Spano pursued a great variety of string sounds. The opening pianissimos were rendered in ways that only muscular young players could achieve: The volume level was extremely low but had so much power in reserve that the effect was felt in your bones rather than heard. Any number of other moments had the strings playing close to their instruments' bridges with equally arresting effect.
But since the piece is a concerto for orchestra, the composer provided many jewel moments for individuals, and it was here that the Curtis Symphony Orchestra gave away its conservatory status. Perfect playing isn't enough; personality is essential. You heard that in the conversational rhetoric of flutist Patrick Williams but rarely elsewhere.
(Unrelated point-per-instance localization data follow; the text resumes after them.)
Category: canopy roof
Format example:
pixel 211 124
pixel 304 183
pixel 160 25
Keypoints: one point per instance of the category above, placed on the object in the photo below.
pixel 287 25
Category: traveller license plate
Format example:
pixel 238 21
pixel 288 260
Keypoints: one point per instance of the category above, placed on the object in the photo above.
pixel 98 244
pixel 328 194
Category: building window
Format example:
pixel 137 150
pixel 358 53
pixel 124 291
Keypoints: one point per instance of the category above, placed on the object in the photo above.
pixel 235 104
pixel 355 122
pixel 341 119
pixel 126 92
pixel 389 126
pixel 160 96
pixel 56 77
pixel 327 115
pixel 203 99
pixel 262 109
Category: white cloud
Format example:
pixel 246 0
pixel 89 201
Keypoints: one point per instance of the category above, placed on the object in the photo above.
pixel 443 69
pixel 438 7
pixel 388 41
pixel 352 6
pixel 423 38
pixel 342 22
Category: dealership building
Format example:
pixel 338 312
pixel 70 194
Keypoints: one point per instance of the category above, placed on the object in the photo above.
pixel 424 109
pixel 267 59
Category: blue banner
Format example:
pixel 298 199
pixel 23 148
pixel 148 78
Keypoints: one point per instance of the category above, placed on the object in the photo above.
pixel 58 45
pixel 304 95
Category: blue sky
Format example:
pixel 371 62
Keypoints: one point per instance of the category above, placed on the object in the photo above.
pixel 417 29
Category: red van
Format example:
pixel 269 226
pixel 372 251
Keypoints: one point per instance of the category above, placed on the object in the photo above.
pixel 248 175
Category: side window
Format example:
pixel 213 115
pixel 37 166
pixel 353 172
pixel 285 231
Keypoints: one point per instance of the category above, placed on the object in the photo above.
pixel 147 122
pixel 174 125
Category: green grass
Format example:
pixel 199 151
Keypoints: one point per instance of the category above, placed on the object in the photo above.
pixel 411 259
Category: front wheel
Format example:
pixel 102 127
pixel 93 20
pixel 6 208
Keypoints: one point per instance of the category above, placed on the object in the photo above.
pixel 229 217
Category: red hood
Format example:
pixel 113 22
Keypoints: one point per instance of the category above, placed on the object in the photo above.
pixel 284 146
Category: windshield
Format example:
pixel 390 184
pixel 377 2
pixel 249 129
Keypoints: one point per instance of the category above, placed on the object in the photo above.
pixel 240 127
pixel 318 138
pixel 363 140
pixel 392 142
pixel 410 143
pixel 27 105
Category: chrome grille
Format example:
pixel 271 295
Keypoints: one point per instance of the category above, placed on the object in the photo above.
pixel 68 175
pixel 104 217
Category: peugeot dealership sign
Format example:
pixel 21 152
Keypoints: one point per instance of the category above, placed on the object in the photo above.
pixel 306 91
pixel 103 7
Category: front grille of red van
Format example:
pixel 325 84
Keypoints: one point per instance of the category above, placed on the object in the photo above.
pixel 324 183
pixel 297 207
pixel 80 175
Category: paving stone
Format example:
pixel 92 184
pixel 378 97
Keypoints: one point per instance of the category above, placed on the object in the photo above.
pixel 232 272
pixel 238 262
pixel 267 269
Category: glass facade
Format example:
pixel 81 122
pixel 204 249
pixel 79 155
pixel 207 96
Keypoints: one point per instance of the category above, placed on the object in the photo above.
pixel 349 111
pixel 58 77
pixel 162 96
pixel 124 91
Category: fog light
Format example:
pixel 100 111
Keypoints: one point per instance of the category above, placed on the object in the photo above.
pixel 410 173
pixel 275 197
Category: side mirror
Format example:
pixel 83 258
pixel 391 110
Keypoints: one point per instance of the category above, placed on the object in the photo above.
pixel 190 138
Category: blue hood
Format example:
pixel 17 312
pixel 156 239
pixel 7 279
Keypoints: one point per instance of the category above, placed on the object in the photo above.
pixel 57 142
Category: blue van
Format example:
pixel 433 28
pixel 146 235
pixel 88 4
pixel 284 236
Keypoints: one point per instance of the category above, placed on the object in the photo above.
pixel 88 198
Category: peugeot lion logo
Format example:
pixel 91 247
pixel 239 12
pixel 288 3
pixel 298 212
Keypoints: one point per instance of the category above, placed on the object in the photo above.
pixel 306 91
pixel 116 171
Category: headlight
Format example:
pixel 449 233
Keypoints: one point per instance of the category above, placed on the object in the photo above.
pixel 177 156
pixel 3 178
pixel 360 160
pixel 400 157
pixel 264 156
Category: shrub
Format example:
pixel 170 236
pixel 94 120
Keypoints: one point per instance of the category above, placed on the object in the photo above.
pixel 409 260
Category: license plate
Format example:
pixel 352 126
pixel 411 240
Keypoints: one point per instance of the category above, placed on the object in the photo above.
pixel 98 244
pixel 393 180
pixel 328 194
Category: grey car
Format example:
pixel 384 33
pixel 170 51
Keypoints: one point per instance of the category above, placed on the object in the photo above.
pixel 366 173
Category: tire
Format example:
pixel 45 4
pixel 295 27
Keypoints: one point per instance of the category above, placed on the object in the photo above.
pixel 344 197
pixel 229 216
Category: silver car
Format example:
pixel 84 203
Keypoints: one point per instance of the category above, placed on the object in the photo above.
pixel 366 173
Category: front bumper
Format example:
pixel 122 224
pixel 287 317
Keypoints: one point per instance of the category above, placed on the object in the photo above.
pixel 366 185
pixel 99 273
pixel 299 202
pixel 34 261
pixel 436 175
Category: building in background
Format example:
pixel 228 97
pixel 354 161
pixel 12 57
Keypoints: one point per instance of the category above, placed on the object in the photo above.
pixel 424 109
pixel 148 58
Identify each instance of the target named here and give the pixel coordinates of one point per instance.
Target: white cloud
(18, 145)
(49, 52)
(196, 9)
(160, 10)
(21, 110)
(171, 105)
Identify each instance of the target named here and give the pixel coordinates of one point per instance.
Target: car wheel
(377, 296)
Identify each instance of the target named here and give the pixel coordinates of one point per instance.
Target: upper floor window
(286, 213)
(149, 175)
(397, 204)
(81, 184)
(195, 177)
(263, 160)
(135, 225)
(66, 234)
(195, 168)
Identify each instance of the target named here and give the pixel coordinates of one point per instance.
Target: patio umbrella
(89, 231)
More elusive was Higdon's blue cathedral, a contemplative tone poem that pursues not an exterior narrative but an interior one, composed after the death of Higdon's younger brother. The piece has no explicit pathos; outright lamentation is never heard. More quietly, blue cathedral asks how life can go on without the deceased. But when the music's nascent sense of loss isn't there, half the piece is missing no matter how well it's played, which was the case in the performance under student conductor Kensho Watanabe.
The Brahms Double Concerto is problematic when played with symphonic grandeur. In the few successful performances I've heard, it's been treated like a chamber concerto, minimizing its sense of sprawl and allowing the solo violinist and cellist to mesh more tightly as the players take turns carrying the piece.
Well, none of that happened here. Nonetheless, violinist Juliette Kang, the Philadelphia Orchestra's first associate concertmaster, was a beacon even in moments when the concerto is whirling with activity. And the much-missed cellist Efe Baltacigil (previously of the Philadelphia Orchestra) was able to work his tone-based magic roughly 50 percent of the time. The final movement was the most successful: It's Brahms in quasi-Hungarian mode, with the dancelike rhythms inspiring a lightness from soloists, conductor, and orchestra, allowing the piece's voice to emerge more clearly than elsewhere in the performance.